LE PRESIDENT.- Il est impossible de prolonger cette conférence de presse. Une dernière question.
- QUESTION.- J'aimerais demander au Président Mitterrand, avez-vous au nom de la Communauté, invité les Etats-Unis à se joindre ou à être membres de cette banque pour la reconstruction européenne, et j'aimerais demander au Président Bush quelle est la position américaine, s'agissant d'une participation éventuelle à cette banque.
- LE PRESIDENT.- J'ai dit au Président Bush que j'avais précisément signé à Paris, juste avant mon départ, la lettre par laquelle j'invite les Etats-Unis d'Amérique à prendre part à la constitution du capital et à la gestion et la direction de cette banque. La même lettre est partie dans beaucoup d'autres directions car il ne s'agit pas d'une banque de la communauté mais d'une banque qui va beaucoup plus loin qui s'adresse aux 24, à tous ceux qui le voudrons et qui le pourront, y compris aux pays de l'Europe de l'Est et particulièrement à l'Union soviétique dès lors qu'ils consentiraient à faire l'effort nécessaire. M. Gorbatchev m'a déjà donné son accord.
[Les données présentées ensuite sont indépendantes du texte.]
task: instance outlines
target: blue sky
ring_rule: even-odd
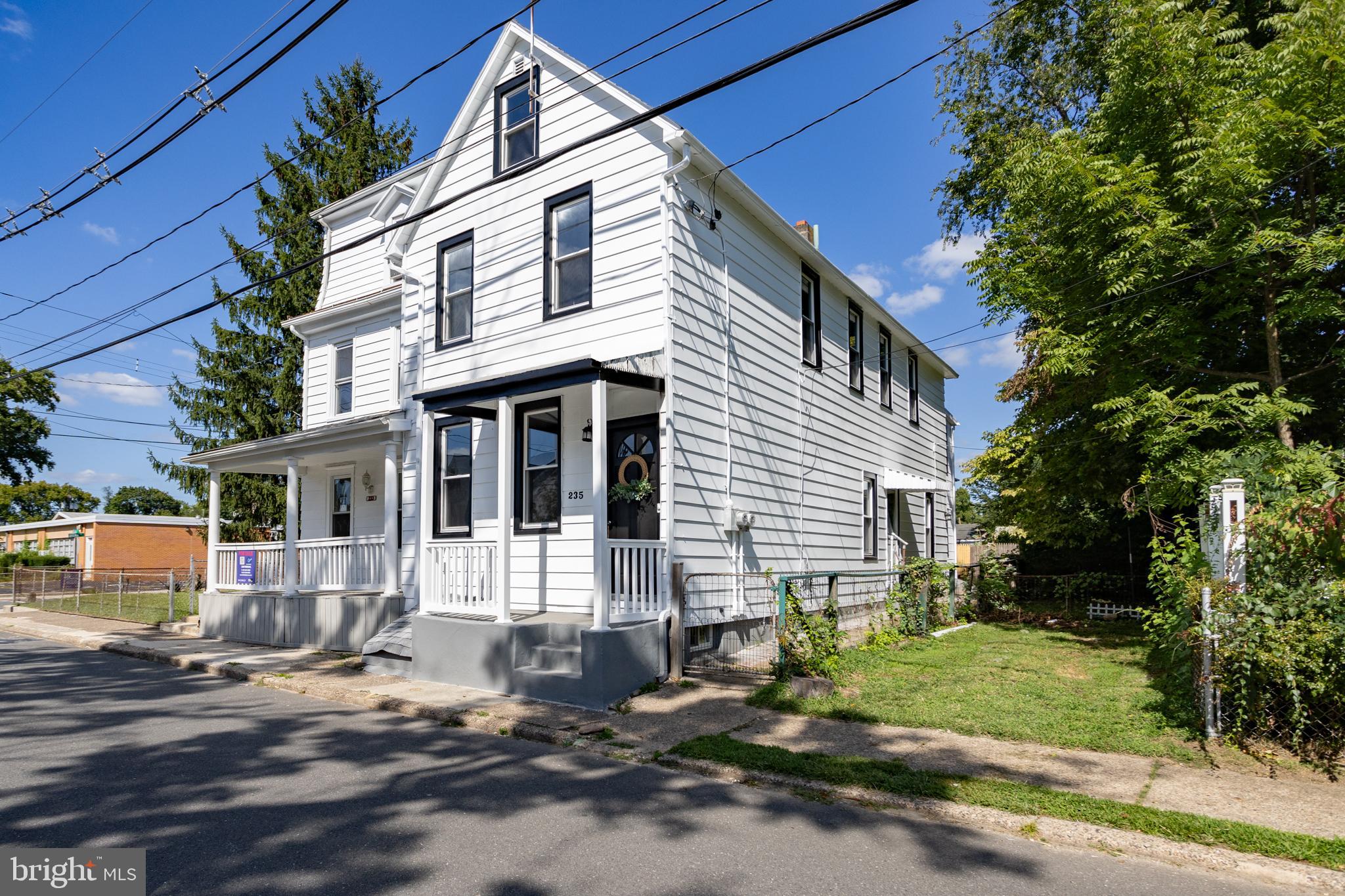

- M. BUSH.- Nous en avons parlé, nous avons exprimé un intérêt très vif à ce propos. Nous avons décidé d'en parler plus longuement. Les Etats-Unis s'intéressent vivement à cette proposition, s'intéresseraient à participer à cette banque, mais au point où nous en sommes, il faudrait en savoir plus long sur le détail. Nous donnerons une réponse. Nous pouvons dire d'ores et déjà, que nous nous intéressons de façon positive à cette proposition.
- LE PRESIDENT.- J'ai prévu une réunion déjà au point de départ du travail le 15 janvier prochain, d'ici là nous aurons certainement reçu les réponses qui conviennent.